Pocket Typewriter

In 1952, Maurice Julliard patented a typewriter small enough to fit inside "an average size pocket." It could be used "without any support, being simply held in the hand."

His patent included a sketch of the typewriter, but I haven't been able to find any pictures of it. I'm not sure what practical use it was supposed to have, beyond being a novelty. His patent doesn't say. Would one use it to type miniature notes or manuscripts?

I noticed that it had a non-qwerty keyboard.

The Hackensack Record - July 24, 1952

Julliard's pocket typewriter wasn't the first one in existence. The book Victorian Inventions by Leonard de Vries contains an example from 1891. Though unlike Julliard's typewriter, it lacked a keyboard.
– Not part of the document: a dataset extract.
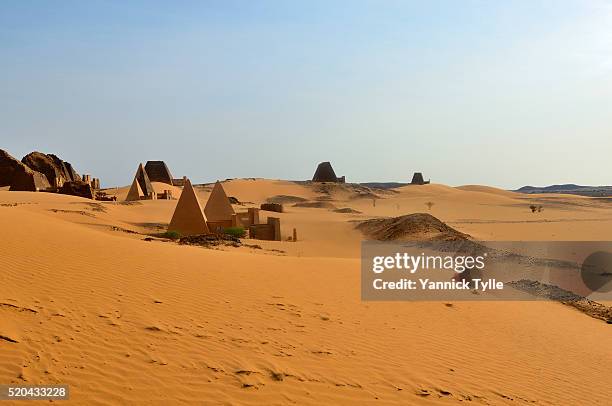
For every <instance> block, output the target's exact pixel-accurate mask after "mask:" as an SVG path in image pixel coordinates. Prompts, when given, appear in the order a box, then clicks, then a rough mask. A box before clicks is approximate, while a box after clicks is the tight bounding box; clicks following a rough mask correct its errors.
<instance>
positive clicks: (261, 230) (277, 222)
mask: <svg viewBox="0 0 612 406" xmlns="http://www.w3.org/2000/svg"><path fill="white" fill-rule="evenodd" d="M249 237H251V238H254V239H256V240H269V241H280V240H281V232H280V219H279V218H278V217H268V221H267V223H265V224H253V225H251V226H249Z"/></svg>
     Posted By: Alex - Sun Jan 07, 2024
     Category: Technology | Patents | 1950s

That's an azerty keyboard, normal (says Wiki) in France and Belgium.
Posted by Dr. Fian on 01/07/24 at 11:38 AM
The fact that the azerty keyboard layout is used in French might be connected to this, from Wikiversity (which I had never heard of):

"French is based on the Latin alphabet (also called the Roman alphabet), and there are twenty-six (26) letters. Originally there were twenty-five (25) letters, with 'W' being added by the mid-nineteenth century."

When Louis Braille invented the braille alphabet 200 years ago, he left out w, which is why it doesn't follow the pattern that the other letters do.